I design AI systems for environments where wrong answers have consequences.
Decision-critical workflows. Regulated constraints. Production AI with human oversight designed in, not patched on.

// Design Philosophy
How I Design AI Systems
> Deterministic logic before probabilistic models
Rules handle what can be encoded. LLMs handle what cannot. The tradeoff: slower iteration, higher reliability.
> Human review as a system component, not a fallback
Workflows are designed for oversight from day one. Review output becomes structured data that improves retrieval and future drafts.
> Evidence-first outputs when stakes are high
The system produces recommendations plus evidence. Humans make the final call. Less liability, fewer silent failures.
> Auditability and traceability over “clever prompts”
Every output must be reproducible and debuggable. If you can’t trace it, you can’t ship it.
> Fail closed, not confidently wrong
“No match found” is a feature. Guardrails beat improvisation when the cost of being wrong is real.
// Flagship Case Study
Public-Sector Decision Support
Some implementation details are intentionally generalized due to NDA and public-sector confidentiality. What’s shown here is the architecture, guardrails, and evaluation approach, without customer data or proprietary workflows.
Evidence-Grounded Report Drafting + Human Review
A production workflow that drafts decision-support reports under strict constraints: evidence-first retrieval, deterministic rules, and structured human review. Designed to be auditable, explainable, and safe under regulatory scrutiny.
// Leadership
How I Led and Shipped
> Ownership snapshot
Led a team of 4 engineers delivering GenAI features across core workflows in a startup environment. Owned roadmap and technical direction, ran weekly release reviews with Quality Management and Operations, and set guardrails for what the system can and cannot do in production.

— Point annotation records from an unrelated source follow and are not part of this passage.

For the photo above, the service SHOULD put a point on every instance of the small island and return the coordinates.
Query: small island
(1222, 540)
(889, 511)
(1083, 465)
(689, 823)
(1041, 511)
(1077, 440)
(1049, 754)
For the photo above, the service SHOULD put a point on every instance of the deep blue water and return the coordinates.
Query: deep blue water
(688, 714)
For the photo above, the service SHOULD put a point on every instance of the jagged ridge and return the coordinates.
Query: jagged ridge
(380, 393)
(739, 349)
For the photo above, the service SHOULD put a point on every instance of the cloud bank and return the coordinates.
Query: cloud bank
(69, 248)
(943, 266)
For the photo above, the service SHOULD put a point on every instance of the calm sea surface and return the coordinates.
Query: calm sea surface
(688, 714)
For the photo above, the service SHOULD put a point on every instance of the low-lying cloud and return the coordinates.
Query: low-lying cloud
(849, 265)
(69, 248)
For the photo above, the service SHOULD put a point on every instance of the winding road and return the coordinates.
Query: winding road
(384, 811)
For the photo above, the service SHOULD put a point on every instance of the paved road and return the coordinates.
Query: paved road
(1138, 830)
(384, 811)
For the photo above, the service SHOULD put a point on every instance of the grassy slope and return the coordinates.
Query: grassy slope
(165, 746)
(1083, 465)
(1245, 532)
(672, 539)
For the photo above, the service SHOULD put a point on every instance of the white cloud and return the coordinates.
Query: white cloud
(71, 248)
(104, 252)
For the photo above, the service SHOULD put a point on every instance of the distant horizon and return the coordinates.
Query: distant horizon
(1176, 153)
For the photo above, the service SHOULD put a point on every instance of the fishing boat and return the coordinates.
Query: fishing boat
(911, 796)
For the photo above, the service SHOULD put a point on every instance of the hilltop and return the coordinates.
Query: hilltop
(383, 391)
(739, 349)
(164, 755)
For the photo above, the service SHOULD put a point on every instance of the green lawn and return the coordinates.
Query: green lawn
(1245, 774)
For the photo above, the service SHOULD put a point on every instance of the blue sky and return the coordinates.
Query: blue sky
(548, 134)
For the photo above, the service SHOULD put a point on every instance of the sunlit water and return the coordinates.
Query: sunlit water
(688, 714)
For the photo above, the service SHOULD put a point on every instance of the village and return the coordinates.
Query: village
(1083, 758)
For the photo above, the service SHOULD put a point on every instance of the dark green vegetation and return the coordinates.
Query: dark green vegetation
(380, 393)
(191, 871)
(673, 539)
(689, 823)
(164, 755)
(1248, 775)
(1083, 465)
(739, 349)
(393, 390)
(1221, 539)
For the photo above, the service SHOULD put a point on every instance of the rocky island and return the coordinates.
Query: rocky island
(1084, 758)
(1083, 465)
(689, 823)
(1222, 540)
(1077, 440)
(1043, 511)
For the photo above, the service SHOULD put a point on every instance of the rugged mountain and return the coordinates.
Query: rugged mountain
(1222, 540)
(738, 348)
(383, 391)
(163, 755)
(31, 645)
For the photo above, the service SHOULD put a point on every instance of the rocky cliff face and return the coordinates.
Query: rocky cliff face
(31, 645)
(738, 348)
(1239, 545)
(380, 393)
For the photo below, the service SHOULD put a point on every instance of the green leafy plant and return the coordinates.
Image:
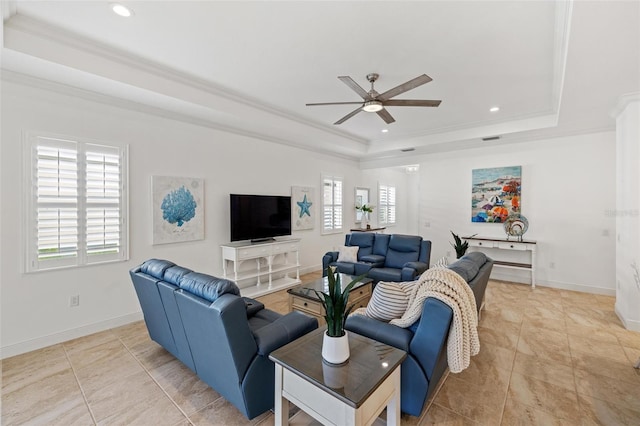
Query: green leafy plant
(460, 246)
(335, 302)
(368, 208)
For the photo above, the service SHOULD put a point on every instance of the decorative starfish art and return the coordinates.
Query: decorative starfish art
(304, 206)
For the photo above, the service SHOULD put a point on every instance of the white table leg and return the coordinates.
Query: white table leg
(281, 405)
(393, 407)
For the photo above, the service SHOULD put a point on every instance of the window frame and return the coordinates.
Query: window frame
(387, 207)
(334, 229)
(86, 201)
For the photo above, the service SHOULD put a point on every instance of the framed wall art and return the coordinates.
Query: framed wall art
(178, 209)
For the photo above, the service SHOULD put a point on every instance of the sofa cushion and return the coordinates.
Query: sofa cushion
(348, 254)
(207, 286)
(385, 274)
(469, 265)
(345, 267)
(174, 274)
(389, 300)
(402, 249)
(364, 240)
(156, 267)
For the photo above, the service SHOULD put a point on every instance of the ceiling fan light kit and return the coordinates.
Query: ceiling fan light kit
(373, 101)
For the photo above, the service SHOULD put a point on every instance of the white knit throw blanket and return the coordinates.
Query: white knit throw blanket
(449, 287)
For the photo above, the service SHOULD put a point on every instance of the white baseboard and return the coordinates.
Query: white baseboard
(519, 278)
(74, 333)
(633, 325)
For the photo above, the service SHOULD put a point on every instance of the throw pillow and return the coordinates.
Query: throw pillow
(348, 254)
(388, 301)
(442, 263)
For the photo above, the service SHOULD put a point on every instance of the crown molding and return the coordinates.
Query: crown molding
(7, 76)
(50, 33)
(623, 102)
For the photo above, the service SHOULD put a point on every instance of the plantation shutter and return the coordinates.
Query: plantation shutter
(332, 204)
(76, 203)
(387, 210)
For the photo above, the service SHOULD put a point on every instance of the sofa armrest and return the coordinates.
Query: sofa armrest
(380, 331)
(253, 306)
(430, 339)
(282, 331)
(411, 270)
(328, 259)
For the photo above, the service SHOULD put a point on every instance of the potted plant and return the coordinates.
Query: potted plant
(335, 344)
(460, 246)
(365, 209)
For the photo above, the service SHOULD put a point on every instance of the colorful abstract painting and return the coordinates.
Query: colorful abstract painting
(495, 193)
(302, 208)
(178, 209)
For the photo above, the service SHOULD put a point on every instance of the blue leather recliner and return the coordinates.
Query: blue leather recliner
(222, 337)
(383, 257)
(426, 340)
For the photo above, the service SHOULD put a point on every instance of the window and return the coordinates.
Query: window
(76, 203)
(331, 204)
(387, 204)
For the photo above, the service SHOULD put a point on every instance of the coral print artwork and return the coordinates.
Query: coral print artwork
(178, 209)
(495, 193)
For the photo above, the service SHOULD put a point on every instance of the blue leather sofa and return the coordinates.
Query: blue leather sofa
(425, 341)
(222, 337)
(383, 257)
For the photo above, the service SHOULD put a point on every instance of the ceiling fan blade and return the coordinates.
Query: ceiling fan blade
(355, 87)
(335, 103)
(411, 102)
(384, 114)
(411, 84)
(348, 116)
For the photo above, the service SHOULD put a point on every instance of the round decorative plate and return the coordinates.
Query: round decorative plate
(515, 225)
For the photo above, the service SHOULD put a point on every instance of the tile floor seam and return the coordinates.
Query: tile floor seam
(84, 396)
(155, 381)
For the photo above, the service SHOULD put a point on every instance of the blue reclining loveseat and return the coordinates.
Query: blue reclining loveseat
(222, 337)
(426, 340)
(383, 257)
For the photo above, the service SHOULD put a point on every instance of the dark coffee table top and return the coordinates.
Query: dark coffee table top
(370, 363)
(322, 284)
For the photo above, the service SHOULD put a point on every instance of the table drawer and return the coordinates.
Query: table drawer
(507, 245)
(252, 252)
(302, 304)
(476, 243)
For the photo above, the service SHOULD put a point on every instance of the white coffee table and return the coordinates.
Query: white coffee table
(352, 394)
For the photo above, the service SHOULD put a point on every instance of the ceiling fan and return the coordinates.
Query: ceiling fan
(375, 102)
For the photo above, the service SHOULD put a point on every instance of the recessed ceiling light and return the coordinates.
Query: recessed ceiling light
(122, 10)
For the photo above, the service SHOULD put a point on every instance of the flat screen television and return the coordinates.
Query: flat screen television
(259, 217)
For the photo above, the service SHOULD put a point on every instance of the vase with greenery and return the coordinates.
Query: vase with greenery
(334, 302)
(460, 246)
(365, 209)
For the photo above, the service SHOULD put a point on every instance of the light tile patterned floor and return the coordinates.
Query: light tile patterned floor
(547, 357)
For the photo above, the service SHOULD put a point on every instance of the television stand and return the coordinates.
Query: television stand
(259, 268)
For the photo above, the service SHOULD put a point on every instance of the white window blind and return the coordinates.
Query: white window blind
(76, 203)
(331, 204)
(387, 204)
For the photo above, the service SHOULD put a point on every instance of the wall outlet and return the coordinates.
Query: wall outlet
(74, 301)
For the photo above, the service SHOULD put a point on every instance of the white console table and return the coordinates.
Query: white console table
(272, 263)
(504, 244)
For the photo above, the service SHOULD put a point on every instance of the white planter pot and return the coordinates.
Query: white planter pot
(335, 350)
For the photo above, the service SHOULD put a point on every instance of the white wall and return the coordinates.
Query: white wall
(35, 310)
(627, 215)
(568, 186)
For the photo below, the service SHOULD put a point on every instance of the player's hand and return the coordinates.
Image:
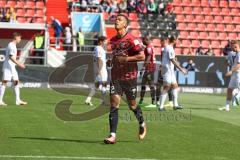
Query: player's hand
(228, 74)
(22, 66)
(184, 71)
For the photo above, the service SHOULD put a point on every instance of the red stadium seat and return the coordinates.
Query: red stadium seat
(181, 26)
(223, 3)
(156, 42)
(136, 33)
(212, 35)
(232, 36)
(185, 43)
(222, 36)
(203, 35)
(220, 27)
(236, 20)
(215, 11)
(206, 11)
(205, 44)
(225, 11)
(180, 18)
(178, 10)
(193, 35)
(227, 19)
(187, 10)
(195, 3)
(208, 19)
(230, 28)
(218, 19)
(199, 18)
(210, 27)
(133, 17)
(183, 35)
(197, 10)
(189, 18)
(134, 25)
(40, 4)
(214, 3)
(201, 27)
(215, 44)
(204, 3)
(191, 26)
(195, 43)
(234, 11)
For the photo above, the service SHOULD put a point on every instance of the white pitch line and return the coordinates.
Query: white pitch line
(66, 157)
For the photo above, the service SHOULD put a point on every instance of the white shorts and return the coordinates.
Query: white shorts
(169, 78)
(234, 82)
(102, 77)
(10, 74)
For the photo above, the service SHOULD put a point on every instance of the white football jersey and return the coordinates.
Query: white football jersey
(11, 50)
(168, 54)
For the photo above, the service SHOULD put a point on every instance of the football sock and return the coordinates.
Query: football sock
(113, 120)
(175, 97)
(138, 114)
(2, 91)
(17, 93)
(162, 100)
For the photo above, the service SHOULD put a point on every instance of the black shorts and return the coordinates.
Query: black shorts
(128, 87)
(148, 77)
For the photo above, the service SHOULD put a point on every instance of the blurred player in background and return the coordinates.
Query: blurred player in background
(126, 51)
(149, 70)
(9, 70)
(100, 69)
(235, 75)
(169, 78)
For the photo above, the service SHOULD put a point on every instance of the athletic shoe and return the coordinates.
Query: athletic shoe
(177, 107)
(88, 103)
(161, 109)
(142, 131)
(224, 109)
(3, 104)
(110, 140)
(151, 106)
(21, 103)
(169, 104)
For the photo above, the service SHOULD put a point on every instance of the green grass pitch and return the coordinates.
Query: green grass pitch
(33, 131)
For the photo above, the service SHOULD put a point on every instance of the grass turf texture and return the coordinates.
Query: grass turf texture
(35, 130)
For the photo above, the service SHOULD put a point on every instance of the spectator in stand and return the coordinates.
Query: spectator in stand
(113, 6)
(191, 66)
(57, 31)
(68, 39)
(11, 15)
(161, 8)
(141, 7)
(169, 8)
(105, 6)
(131, 5)
(199, 51)
(122, 6)
(209, 52)
(81, 39)
(152, 6)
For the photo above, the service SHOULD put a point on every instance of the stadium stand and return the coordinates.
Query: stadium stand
(211, 23)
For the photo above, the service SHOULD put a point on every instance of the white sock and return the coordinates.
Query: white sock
(227, 104)
(162, 100)
(2, 91)
(17, 93)
(91, 94)
(175, 97)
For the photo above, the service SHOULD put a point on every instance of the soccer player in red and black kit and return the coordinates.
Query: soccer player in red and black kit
(149, 69)
(126, 51)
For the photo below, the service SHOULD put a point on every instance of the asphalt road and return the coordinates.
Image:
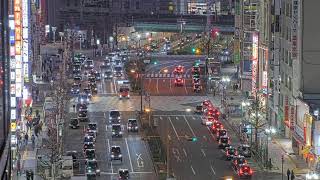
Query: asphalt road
(159, 79)
(200, 159)
(136, 157)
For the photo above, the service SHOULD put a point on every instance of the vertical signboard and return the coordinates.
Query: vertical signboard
(286, 112)
(25, 36)
(316, 137)
(294, 32)
(12, 81)
(254, 59)
(18, 45)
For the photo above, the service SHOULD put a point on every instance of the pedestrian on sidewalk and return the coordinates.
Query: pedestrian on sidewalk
(33, 139)
(292, 175)
(26, 138)
(288, 174)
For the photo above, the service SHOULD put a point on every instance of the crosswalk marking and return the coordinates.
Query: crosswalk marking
(160, 75)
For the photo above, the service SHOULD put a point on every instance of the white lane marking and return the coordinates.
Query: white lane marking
(212, 170)
(157, 86)
(129, 154)
(178, 115)
(176, 154)
(174, 129)
(194, 173)
(140, 162)
(185, 152)
(185, 86)
(139, 172)
(210, 133)
(114, 86)
(108, 142)
(204, 154)
(194, 135)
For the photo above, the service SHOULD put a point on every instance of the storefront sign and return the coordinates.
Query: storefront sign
(299, 131)
(286, 112)
(13, 114)
(316, 137)
(264, 79)
(254, 58)
(294, 31)
(292, 117)
(18, 89)
(13, 126)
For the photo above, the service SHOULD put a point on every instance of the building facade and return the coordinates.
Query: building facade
(5, 158)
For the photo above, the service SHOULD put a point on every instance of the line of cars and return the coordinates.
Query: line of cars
(116, 131)
(85, 78)
(196, 83)
(113, 67)
(211, 118)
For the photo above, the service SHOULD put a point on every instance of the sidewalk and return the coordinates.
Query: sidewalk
(277, 147)
(28, 154)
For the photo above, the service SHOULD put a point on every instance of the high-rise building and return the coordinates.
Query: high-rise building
(5, 158)
(294, 100)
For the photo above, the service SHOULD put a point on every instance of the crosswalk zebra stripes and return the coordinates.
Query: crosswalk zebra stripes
(156, 75)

Worked directly with C-level leadership to prioritize AI work, communicate constraints, and align stakeholders on risk, rollout, and reliability requirements.
// Tech Stack
Production Stack
> What I used to run these systems in production
// Supporting Systems
Subsystems (Case Studies)
Document Understanding Pipeline
Extracts structured fields from messy PDFs using validation layers and “fail closed” behavior.
Semantic Matching System
Matches user profiles to program catalogs using retrieval, constraints, and controlled reasoning.
Agentic Onboarding Flow
Stateful intake with routing logic, stopping conditions, and explicit uncertainty handling.
// Restraint
Where I Did Not Use AI
Knowing what not to automate is a design decision. In regulated environments, “don’t guess” beats “sounds smart.”
Final decisions
The system drafts recommendations and evidence, but never makes the final call. Humans retain authority and context.
Policy interpretation
When guidelines changed, I rejected “LLM decides what the rule means.” We updated explicit rules manually to keep outputs defensible.
Failure mode: plausible but wrong details
Early versions produced plausible text when retrieval returned no matches. Fixed with explicit “no match found” logic and strict constraints: only reference retrieved evidence.
Failure mode: review fatigue
“Approve or reject” reports trained reviewers to skim. Redesigned to draft sections that require active editing, which improved attention and error detection.
// Side Projects
Explorations & Systems
POCO Steering OS
A Product Intelligence OS that turns chaotic feature requests into traceable, capacity-aware decisions. Deterministic prioritization + AI-assisted capacity planning + explicit tradeoffs for teams drowning in scope creep.
// Background
Context & Environment
Applied AI Engineer and Technical Product Owner with experience designing and shipping GenAI systems in production. Worked at Taleroo (Germany). Details are generalized where needed due to NDA.
I build systems where correctness, traceability, and operational adoption matter as much as model quality. That usually means collaborating closely with operations and compliance-minded stakeholders, not just engineers.
My work sits at the intersection of LLM capabilities and deterministic logic: knowing when to use each, and how to make them behave predictably under real constraints.